A delegada Cristine Costa, titular da 1ª Delegacia de Defesa da Mulher (DDM) de São Paulo, explica que o uso de dispositivos de rastreamento, embora ainda pontual, reflete uma evolução nas táticas de monitoramento empregadas por agressores. "O autor vai criando mecanismos para monitorar a vítima. Quando a gente descobre um, ele migra para outro", afirmou, comparando a conduta a outras formas de violência que se adaptam para manter o controle.

Antes dominada pela perseguição presencial, a violência contra a mulher tem incorporado métodos digitais e tecnológicos. Segundo a delegada, a disseminação de aplicativos espiões deu lugar a dispositivos físicos como as 'tags', que, em casos extremos, foram encontrados escondidos na mochila de crianças ou sob o assoalho de veículos, disfarçados com fita isolante. A motivação alegada por alguns agressores é o suposto monitoramento da segurança dos filhos, uma justificativa recorrente que mascara a intenção de controle.

No Pará, relatos em Belém confirmam a mesma estratégia. Mulheres que buscaram a Delegacia Especializada no Atendimento à Mulher (Deam) denunciaram o monitoramento constante e o assédio após o fim de relacionamentos. Um dispositivo foi descoberto preso magneticamente à parte inferior de um carro. A justificativa apresentada pela defesa em processos judiciais, como o exercício da paternidade e o acompanhamento de filhos com Transtorno do Espectro Autista (TEA), é vista por especialistas como uma tentativa de normalizar comportamentos abusivos e controladores.

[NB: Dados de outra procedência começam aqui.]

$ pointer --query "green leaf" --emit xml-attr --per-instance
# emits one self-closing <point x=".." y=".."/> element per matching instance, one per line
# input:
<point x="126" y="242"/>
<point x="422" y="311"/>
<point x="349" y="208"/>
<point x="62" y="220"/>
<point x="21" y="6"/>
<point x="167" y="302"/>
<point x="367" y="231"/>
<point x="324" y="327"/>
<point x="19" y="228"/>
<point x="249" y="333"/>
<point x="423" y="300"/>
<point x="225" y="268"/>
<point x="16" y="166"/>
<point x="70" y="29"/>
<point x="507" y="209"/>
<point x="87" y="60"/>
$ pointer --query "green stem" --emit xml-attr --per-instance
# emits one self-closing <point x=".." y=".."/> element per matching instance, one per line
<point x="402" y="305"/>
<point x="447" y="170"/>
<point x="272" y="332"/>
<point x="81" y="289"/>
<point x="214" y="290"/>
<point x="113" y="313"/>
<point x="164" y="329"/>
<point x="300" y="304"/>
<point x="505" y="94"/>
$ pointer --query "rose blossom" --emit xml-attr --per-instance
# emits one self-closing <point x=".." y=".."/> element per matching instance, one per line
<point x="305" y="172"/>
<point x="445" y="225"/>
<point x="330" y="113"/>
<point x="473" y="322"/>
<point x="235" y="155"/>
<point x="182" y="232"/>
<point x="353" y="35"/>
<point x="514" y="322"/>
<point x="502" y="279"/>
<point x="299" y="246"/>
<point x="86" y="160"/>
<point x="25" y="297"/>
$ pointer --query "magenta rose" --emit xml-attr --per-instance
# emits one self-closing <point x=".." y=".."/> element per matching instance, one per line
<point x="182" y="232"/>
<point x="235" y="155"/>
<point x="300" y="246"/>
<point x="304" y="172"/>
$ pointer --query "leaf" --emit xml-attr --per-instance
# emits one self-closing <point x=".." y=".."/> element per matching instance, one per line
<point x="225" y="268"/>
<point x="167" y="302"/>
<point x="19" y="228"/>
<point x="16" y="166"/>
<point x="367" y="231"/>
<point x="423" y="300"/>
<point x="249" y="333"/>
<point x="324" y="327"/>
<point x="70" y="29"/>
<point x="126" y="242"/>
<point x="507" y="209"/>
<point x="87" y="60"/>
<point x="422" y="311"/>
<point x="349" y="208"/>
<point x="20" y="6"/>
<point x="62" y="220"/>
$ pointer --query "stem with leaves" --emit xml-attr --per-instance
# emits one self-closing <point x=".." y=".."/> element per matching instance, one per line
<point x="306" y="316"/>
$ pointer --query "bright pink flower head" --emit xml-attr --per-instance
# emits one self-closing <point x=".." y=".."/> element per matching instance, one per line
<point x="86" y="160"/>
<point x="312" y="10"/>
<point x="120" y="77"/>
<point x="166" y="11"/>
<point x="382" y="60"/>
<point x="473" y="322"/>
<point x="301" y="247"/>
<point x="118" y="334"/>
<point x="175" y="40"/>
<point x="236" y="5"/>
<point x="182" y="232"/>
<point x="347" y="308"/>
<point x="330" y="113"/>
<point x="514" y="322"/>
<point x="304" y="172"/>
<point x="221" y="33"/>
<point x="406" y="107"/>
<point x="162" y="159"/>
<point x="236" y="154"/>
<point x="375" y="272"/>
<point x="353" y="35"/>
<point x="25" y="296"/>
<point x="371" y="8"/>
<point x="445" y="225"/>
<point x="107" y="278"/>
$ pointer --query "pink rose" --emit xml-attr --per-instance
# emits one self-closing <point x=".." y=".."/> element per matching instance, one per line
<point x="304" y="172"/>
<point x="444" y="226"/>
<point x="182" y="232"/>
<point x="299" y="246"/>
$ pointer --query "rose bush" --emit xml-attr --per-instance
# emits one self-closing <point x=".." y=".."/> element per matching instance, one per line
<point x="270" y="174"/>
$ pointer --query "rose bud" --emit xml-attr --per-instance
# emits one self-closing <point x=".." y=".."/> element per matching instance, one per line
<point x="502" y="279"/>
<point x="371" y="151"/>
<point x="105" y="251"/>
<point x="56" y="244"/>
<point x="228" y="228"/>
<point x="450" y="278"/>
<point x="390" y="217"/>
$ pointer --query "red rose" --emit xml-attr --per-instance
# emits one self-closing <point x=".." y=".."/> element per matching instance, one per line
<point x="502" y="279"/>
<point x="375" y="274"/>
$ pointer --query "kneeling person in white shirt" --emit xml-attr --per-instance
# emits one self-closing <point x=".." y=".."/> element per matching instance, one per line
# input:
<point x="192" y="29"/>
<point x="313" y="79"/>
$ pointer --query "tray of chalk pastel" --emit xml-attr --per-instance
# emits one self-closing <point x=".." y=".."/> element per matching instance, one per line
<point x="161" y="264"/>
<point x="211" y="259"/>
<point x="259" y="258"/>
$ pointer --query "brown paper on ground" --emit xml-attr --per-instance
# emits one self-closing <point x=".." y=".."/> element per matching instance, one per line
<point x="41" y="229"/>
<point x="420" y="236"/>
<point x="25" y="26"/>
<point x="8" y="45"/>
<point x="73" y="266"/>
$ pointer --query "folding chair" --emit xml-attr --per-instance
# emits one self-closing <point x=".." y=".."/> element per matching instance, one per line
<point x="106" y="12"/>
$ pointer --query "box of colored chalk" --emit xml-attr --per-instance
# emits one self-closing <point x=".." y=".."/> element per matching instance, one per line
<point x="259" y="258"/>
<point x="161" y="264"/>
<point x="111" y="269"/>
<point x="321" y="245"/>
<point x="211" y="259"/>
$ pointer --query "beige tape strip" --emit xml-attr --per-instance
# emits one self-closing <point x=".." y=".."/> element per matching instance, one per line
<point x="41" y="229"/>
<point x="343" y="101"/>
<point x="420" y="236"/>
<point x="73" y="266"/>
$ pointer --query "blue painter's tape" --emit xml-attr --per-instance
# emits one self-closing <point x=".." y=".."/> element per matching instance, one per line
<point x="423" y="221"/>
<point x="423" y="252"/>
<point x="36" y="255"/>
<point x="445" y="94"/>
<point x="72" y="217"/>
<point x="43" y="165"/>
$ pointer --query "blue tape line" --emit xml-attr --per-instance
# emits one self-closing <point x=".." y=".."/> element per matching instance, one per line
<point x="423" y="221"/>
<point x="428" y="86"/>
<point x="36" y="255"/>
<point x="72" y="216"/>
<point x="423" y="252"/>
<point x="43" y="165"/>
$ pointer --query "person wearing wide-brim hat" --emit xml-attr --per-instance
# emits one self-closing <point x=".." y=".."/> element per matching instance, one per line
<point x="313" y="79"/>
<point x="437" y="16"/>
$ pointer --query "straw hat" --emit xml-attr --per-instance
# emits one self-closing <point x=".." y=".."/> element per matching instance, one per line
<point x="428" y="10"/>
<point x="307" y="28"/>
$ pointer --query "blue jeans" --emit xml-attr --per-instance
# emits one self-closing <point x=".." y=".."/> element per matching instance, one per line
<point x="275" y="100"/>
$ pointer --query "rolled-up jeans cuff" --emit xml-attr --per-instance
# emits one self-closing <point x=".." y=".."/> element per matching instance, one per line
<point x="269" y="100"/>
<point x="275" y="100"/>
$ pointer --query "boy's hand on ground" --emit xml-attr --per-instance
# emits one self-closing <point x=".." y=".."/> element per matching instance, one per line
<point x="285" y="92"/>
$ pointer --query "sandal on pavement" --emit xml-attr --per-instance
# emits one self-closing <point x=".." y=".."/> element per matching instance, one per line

A advogada Jamille Saraty, especialista em Direito de Família em Belém, descreve casos em que 'tags' foram escondidas em veículos, evidenciando a má-fé dos ex-parceiros. Ela destaca que a pressão emocional e o uso dos filhos como justificativa são táticas frequentes para manter o controle sobre as ex-mulheres, muitas vezes levando os agressores a contatar terceiros, como clínicas infantis, para obter informações sobre a rotina das vítimas.

Para especialistas, o uso de dispositivos de rastreamento configura o crime de perseguição, popularmente conhecido como stalking. A delegada Cristine Costa alerta que essa conduta abala emocionalmente as vítimas e pode evoluir para violência psicológica, com agravantes quando praticada por meios eletrônicos. Pesquisas como 'Visível e Invisível' e o Anuário Brasileiro de Segurança Pública indicam um aumento alarmante na incidência de perseguição contra mulheres no País, com números que refletem tanto o crescimento da violência quanto uma maior conscientização e busca por ajuda por parte das vítimas.

A orientação para mulheres que desconfiam de monitoramento é clara: preservar evidências como mensagens e prints, realizar verificações em veículos, pertences e objetos dos filhos, e procurar imediatamente uma delegacia de polícia para registrar ocorrência e solicitar medidas protetivas. Essa ação é crucial para interromper o ciclo de violência antes que ele escale para agressões mais graves.